En esencia, toda emoción
constituye un impulso que nos moviliza a la acción. La propia raíz etimológica
de la palabra da cuenta de ello, pues el latín movere significa
moverse y el prefijo edenota un objetivo. La emoción, entonces, desde el
plano semántico, significa “movimiento hacia”, y basta con observar a los
animales o a los niños pequeños para encontrar la forma en que las emociones
los dirigen hacia una acción determinada, que puede ser huir, chillar o
recogerse sobre sí mismos. Cada uno de nosotros viene equipado con unos
programas de reacción automática o una serie de predisposiciones biológicas a
la acción. Sin embargo, nuestras experiencias vitales y el medio en el cual nos
haya tocado vivir irán moldeando con los años ese equipaje genético para
definir nuestras respuestas y manifestaciones ante los estímulos emocionales
que encontramos.
Un par de décadas atrás,
la ciencia psicológica sabía muy poco, si es que algo sabía, sobre los
mecanismos de la emoción. Pero recientemente, y con ayuda de nuevos medios
tecnológicos, se ha ido esclareciendo por vez primera el misterioso y oscuro
panorama de aquello que sucede en nuestro organismo mientras pensamos,
sentimos, imaginamos o soñamos. Gracias al escáner cerebral se ha podido ir
desvelando el funcionamiento de nuestros cerebros y, de esta manera, la ciencia
cuenta con una poderosa herramienta para hablar de los enigmas del corazón e
intentar dar razón de los aspectos más irracionales del psiquismo.
Alrededor del tallo
encefálico, que constituye la región más primitiva de nuestro cerebro y que
regula las funciones básicas como la respiración o el metabolismo, se fue
configurando el sistema límbico, que aporta las emociones al repertorio de
respuestas cerebrales. Gracias a éste, nuestros primeros ancestros pudieron ir
ajustando sus acciones para adaptarse a las exigencias de un entorno cambiante.

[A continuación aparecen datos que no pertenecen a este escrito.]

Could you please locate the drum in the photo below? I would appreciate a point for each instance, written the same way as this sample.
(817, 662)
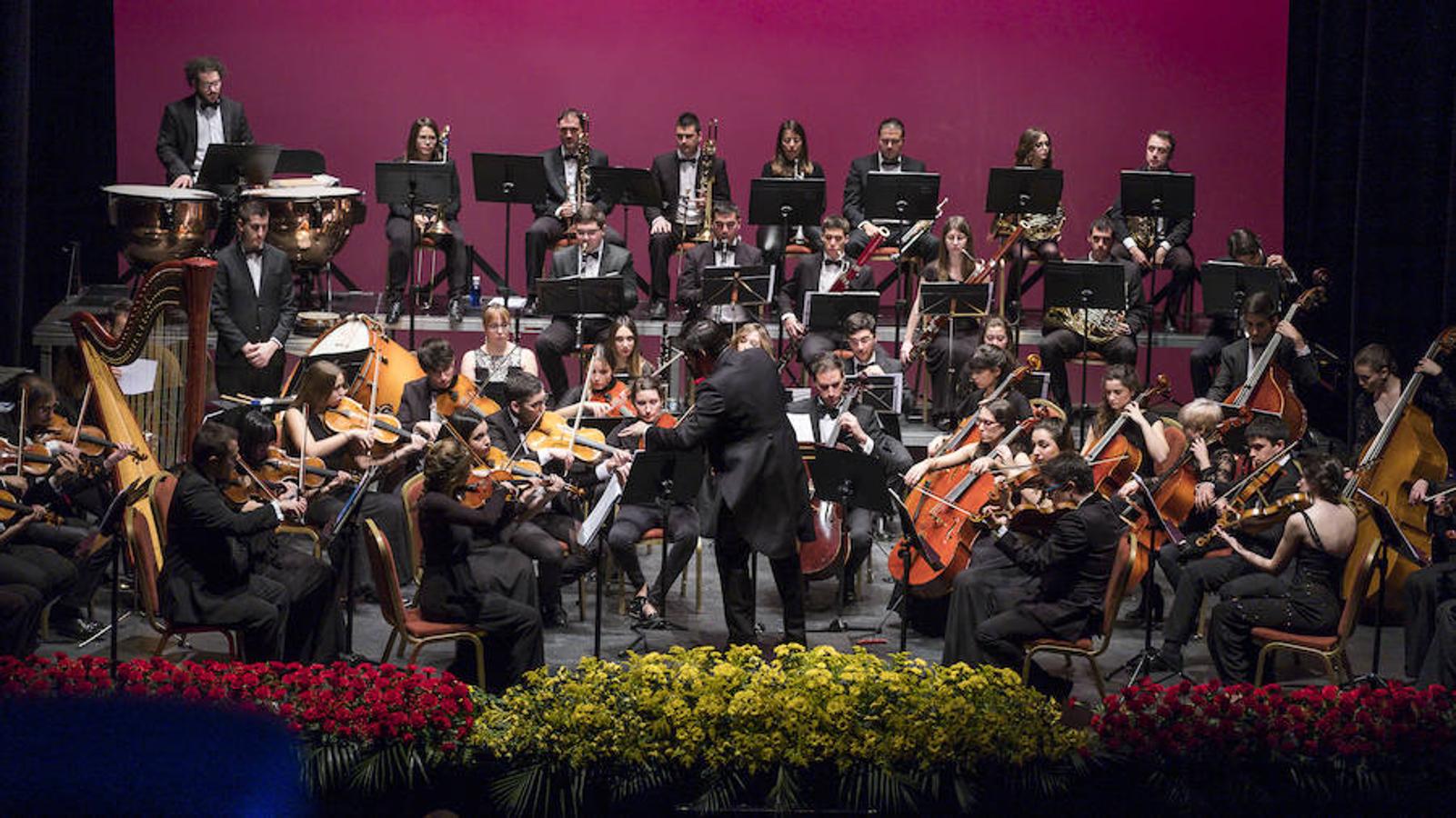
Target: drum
(310, 222)
(358, 345)
(156, 223)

Así, fueron desarrollando la capacidad de identificar los peligros, temerlos y
evitarlos. La evolución del sistema límbico estuvo, por tanto, aparejada al
desarrollo de dos potentes herramientas: la memoria y el aprendizaje.
En esta región cerebral
se ubica la amígdala, que tiene la forma de una almendra y que, de hecho,
recibe su nombre del vocablo griego que denomina a esta última. Se trata de una
estructura pequeña, aunque bastante grande en comparación con la de nuestros
parientes evolutivos, en la que se depositan nuestros recuerdos emocionales y
que, por ello mismo, nos permite otorgarle significado a la vida. Sin ella, nos
resultaría imposible reconocer las cosas que ya hemos visto y atribuirles algún
valor.
Sobre esta base cerebral en
la que se asientan las emociones, fue creándose hace unos cien millones de años
el neocórtex: la región cerebral que nos diferencia de todas las demás especies
y en la que reposa todo lo característicamente humano. El pensamiento, la
reflexión sobre los sentimientos, la comprensión de símbolos, el arte, la
cultura y la civilización encuentran su origen en este esponjoso reducto de
tejidos neuronales. Al ofrecernos la posibilidad de planificar a largo plazo y
desarrollar otras estrategias mentales afines, las complejas estructuras del
neocórtex nos permitieron sobrevivir como especie. En esencia, nuestro cerebro
pensante creció y se desarrolló a partir de la región emocional y estos dos
siguen estando estrechamente vinculados por miles de circuitos neuronales.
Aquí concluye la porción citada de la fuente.